Boot camp students learn discipline
Tahlequah program similar to one planned for Muskogee
By Cathy Spaulding
Phoenix Staff Writer
If a student needs to use the rest room, the student asks permission in that manner. When granted permission, the student must ask, “Permission to carry on.”
There also is plenty of rigorous activity.
“Instead of having students go to the principal’s office, I may have them do push-ups,” Sams said.
As part of the Tahlequah Alternative School, the academy is in session whenever Tahlequah Public Schools are in session. The only times kids can get out of school are for doctors’ visits, with a note from the doctor, and for family funerals.
No extracurricular activities either, not even if a student is the best linebacker or best trumpet player in the county.
“That’s part of their ‘want-to’ to get them back in the regular school,” Sams said.
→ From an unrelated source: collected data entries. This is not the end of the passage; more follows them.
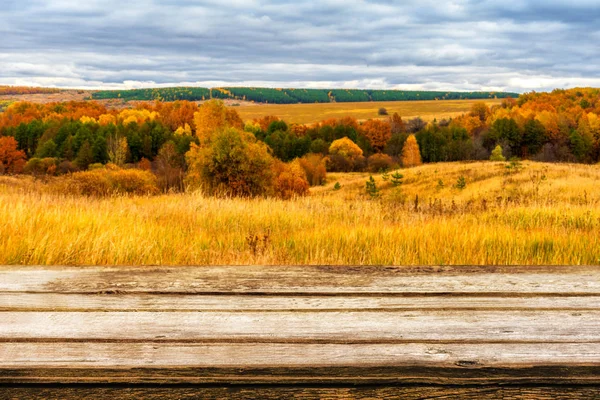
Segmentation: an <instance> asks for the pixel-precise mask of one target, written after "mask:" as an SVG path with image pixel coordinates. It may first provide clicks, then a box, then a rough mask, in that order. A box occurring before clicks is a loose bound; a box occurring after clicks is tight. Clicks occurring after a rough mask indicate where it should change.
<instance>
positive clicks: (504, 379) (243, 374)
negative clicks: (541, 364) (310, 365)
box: [0, 365, 600, 387]
mask: <svg viewBox="0 0 600 400" xmlns="http://www.w3.org/2000/svg"><path fill="white" fill-rule="evenodd" d="M1 371H2V377H1V378H0V385H2V384H16V383H18V384H21V385H40V384H60V385H129V384H145V385H163V384H167V385H169V384H170V385H215V386H218V385H297V386H304V387H306V386H314V385H322V386H333V385H337V386H344V385H373V386H375V385H377V386H385V385H388V386H389V385H399V384H406V385H412V384H429V385H490V384H513V385H514V384H519V385H544V384H551V385H558V384H560V385H597V386H600V368H599V367H597V366H578V365H575V366H570V367H564V366H532V367H523V368H514V367H510V368H495V367H479V368H473V367H470V366H466V367H462V366H454V367H417V366H383V367H381V366H365V365H361V366H350V367H313V366H311V367H279V368H277V367H268V368H251V367H249V368H202V367H190V368H154V367H152V366H149V367H144V368H93V369H92V368H83V369H81V368H79V369H78V368H43V369H34V368H27V369H25V368H20V369H2V370H1Z"/></svg>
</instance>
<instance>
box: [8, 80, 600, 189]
mask: <svg viewBox="0 0 600 400" xmlns="http://www.w3.org/2000/svg"><path fill="white" fill-rule="evenodd" d="M599 115H600V91H599V90H597V89H572V90H556V91H554V92H552V93H528V94H525V95H522V96H520V97H519V98H518V99H512V98H506V99H505V100H504V101H503V102H502V103H501V104H500V105H497V106H493V107H491V108H490V107H488V106H487V105H486V104H485V103H484V102H481V103H476V104H474V105H473V107H472V109H471V110H470V112H468V113H466V114H464V115H461V116H459V117H457V118H454V119H449V120H440V121H437V120H434V121H431V122H425V121H423V120H422V119H420V118H413V119H407V120H404V119H402V117H401V116H400V115H398V114H394V115H391V116H386V117H385V118H382V119H371V120H367V121H362V122H361V121H357V120H356V119H355V118H352V117H343V118H339V119H329V120H324V121H321V122H319V123H316V124H312V125H300V124H288V123H286V122H285V121H283V120H281V119H279V118H277V117H275V116H265V117H262V118H259V119H255V120H253V121H247V122H245V123H244V121H242V120H241V118H240V117H239V115H238V113H237V112H236V111H235V108H228V107H226V106H225V105H224V104H223V103H222V102H221V101H219V100H212V101H208V102H205V103H203V104H202V105H200V106H198V105H197V104H195V103H193V102H189V101H175V102H158V101H157V102H154V103H142V104H138V105H137V106H136V108H133V109H124V110H114V109H112V110H109V109H107V108H106V107H105V106H104V105H102V104H99V103H96V102H68V103H53V104H45V105H40V104H32V103H27V102H21V103H15V104H12V105H11V106H9V107H8V108H7V109H6V111H4V112H3V113H1V114H0V173H10V174H16V173H29V174H33V175H65V174H73V173H76V172H77V171H88V170H102V169H106V168H107V167H106V166H107V165H108V166H110V168H108V169H109V170H111V171H114V170H115V169H123V170H128V169H141V170H145V171H149V173H150V172H151V173H152V174H154V176H155V177H156V178H157V182H158V185H159V187H160V189H161V190H163V191H169V190H183V189H184V188H186V187H202V188H203V189H204V190H207V191H209V192H212V193H215V194H217V193H228V194H232V195H241V196H256V195H278V196H280V197H283V198H289V197H291V196H293V195H298V194H306V193H307V192H308V187H309V186H310V185H320V184H323V183H325V179H326V173H327V172H328V171H336V172H337V171H340V172H351V171H370V172H381V171H388V170H393V169H397V168H399V167H412V166H415V165H419V164H420V163H421V162H426V163H429V162H443V161H462V160H483V159H490V158H491V159H493V160H503V159H511V158H520V159H533V160H539V161H564V162H584V163H595V162H598V160H599V158H600V118H599V117H598V116H599ZM111 174H112V175H111V176H113V175H115V174H114V172H111ZM111 179H112V178H111ZM115 179H116V178H115Z"/></svg>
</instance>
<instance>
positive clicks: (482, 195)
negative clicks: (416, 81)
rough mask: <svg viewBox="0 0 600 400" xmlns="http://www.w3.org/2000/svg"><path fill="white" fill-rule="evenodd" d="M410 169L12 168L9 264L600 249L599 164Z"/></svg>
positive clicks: (553, 164)
mask: <svg viewBox="0 0 600 400" xmlns="http://www.w3.org/2000/svg"><path fill="white" fill-rule="evenodd" d="M399 172H400V173H402V174H403V175H404V177H403V179H402V183H401V184H400V185H398V186H394V185H393V184H392V183H391V180H390V179H389V174H387V175H382V174H376V175H374V176H373V177H374V179H375V182H376V186H377V189H378V190H379V192H378V195H376V196H375V197H372V196H370V195H367V193H366V191H365V182H366V181H367V179H368V178H369V176H370V175H369V174H365V173H331V174H329V175H328V180H327V183H326V185H325V186H321V187H317V188H312V189H311V195H310V196H308V197H301V198H296V199H293V200H288V201H285V200H278V199H272V198H270V199H265V198H255V199H241V198H217V197H205V196H203V195H202V194H200V193H186V194H168V195H160V196H133V197H130V196H113V197H106V198H94V197H83V196H69V195H65V194H54V193H52V192H51V191H49V190H48V188H49V187H50V185H49V184H47V183H45V180H40V179H38V180H36V179H34V178H32V177H28V176H22V177H1V178H0V264H36V265H41V264H47V265H52V264H54V265H86V264H88V265H89V264H94V265H158V264H160V265H193V264H212V265H222V264H336V265H353V264H375V265H379V264H382V265H385V264H388V265H389V264H395V265H402V264H421V265H427V264H431V265H439V264H532V265H535V264H597V263H599V262H600V234H599V232H600V207H599V205H600V192H598V190H597V188H598V185H599V184H600V167H599V166H597V165H581V164H546V163H535V162H522V163H513V164H510V163H506V162H471V163H440V164H428V165H424V166H420V167H416V168H411V169H402V170H400V171H399ZM385 177H387V178H388V179H387V180H385ZM48 179H51V178H48ZM461 182H462V183H461ZM336 183H337V184H339V185H336ZM336 187H337V189H336ZM417 196H418V198H417Z"/></svg>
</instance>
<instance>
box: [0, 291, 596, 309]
mask: <svg viewBox="0 0 600 400" xmlns="http://www.w3.org/2000/svg"><path fill="white" fill-rule="evenodd" d="M226 310H230V311H265V312H271V311H292V310H296V311H332V310H346V311H353V310H354V311H356V310H365V311H367V310H378V311H386V310H387V311H389V310H463V311H468V310H532V311H533V310H536V311H538V310H539V311H543V310H580V311H581V310H600V296H539V297H530V296H527V297H505V298H499V297H492V296H487V297H482V296H428V295H427V294H423V295H416V296H406V297H396V296H353V295H347V296H293V295H289V294H288V295H279V296H261V295H256V296H239V295H160V294H147V293H142V294H77V293H73V294H69V293H19V292H9V293H6V292H4V293H2V292H0V311H131V312H135V311H163V312H164V311H190V312H192V311H204V312H206V311H226Z"/></svg>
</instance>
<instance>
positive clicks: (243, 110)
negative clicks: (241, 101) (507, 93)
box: [235, 99, 502, 124]
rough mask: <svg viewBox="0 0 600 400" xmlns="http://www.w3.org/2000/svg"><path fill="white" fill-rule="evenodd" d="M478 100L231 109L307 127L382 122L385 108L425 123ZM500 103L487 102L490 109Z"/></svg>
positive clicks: (242, 115)
mask: <svg viewBox="0 0 600 400" xmlns="http://www.w3.org/2000/svg"><path fill="white" fill-rule="evenodd" d="M478 101H481V100H439V101H382V102H366V103H362V102H358V103H325V104H256V105H248V106H240V107H235V110H236V111H237V112H238V113H239V114H240V116H241V117H242V119H243V120H244V121H251V120H253V119H255V118H260V117H263V116H265V115H275V116H277V117H279V118H281V119H283V120H284V121H286V122H288V123H298V124H309V123H313V122H319V121H322V120H324V119H328V118H341V117H345V116H352V117H355V118H357V119H359V120H366V119H369V118H382V116H381V115H379V114H378V110H379V109H380V108H385V109H386V110H387V112H388V114H389V115H392V114H393V113H395V112H397V113H398V114H399V115H400V116H402V118H414V117H421V118H423V119H424V120H426V121H432V120H433V119H435V118H437V120H438V121H439V120H441V119H444V118H451V117H456V116H458V115H461V114H464V113H465V112H468V111H469V110H470V109H471V106H472V105H473V103H475V102H478ZM501 101H502V100H496V99H489V100H485V102H486V103H487V104H488V105H489V106H492V105H494V104H500V102H501Z"/></svg>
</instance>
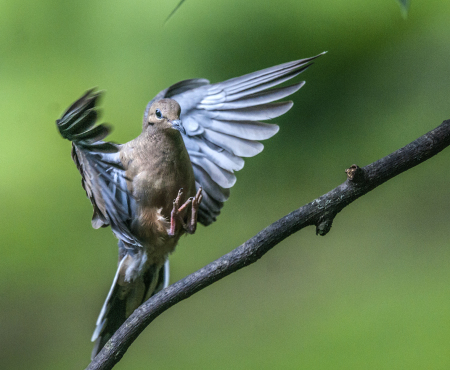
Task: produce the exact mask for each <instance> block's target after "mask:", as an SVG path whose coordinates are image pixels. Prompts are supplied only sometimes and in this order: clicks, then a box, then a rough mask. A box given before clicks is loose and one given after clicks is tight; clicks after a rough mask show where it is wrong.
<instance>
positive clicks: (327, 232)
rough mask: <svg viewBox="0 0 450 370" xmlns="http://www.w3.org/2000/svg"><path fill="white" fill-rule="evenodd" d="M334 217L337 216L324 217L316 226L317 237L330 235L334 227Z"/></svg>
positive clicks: (323, 217) (333, 215) (320, 220)
mask: <svg viewBox="0 0 450 370" xmlns="http://www.w3.org/2000/svg"><path fill="white" fill-rule="evenodd" d="M334 216H335V215H332V216H327V217H326V218H325V217H323V218H321V219H320V220H319V222H318V223H317V225H316V235H320V236H325V235H327V234H328V232H329V231H330V229H331V226H332V225H333V220H334Z"/></svg>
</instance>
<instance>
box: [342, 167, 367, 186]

Students stay in the program at least a school trimester, or 13 weeks, he said.
Their maximum term?
“As long as it takes to get them straight,” Sams said. “This is basically their last chance to stay here in Cherokee County, their last chance to stay in school.”
Sams said the academy has had a 68 to 70 percent success rate.
He recalled one student who had gotten in trouble with drugs, and “they put her through the program.”
“She was a train wreck when she got here, but we kept messing with her and kept messing with her until she got better,” he said.
By “messing with her,” Sams said he means that he and academy teachers and counselors “stayed with her and would not let her quit.”
Tahlequah Alternative School Principal Sheryl Ridenour, who oversees the academy, said the academy has space for 20 students, but currently has nine.
Sams said one change he’s noticed in the past six years is that the students are getting younger.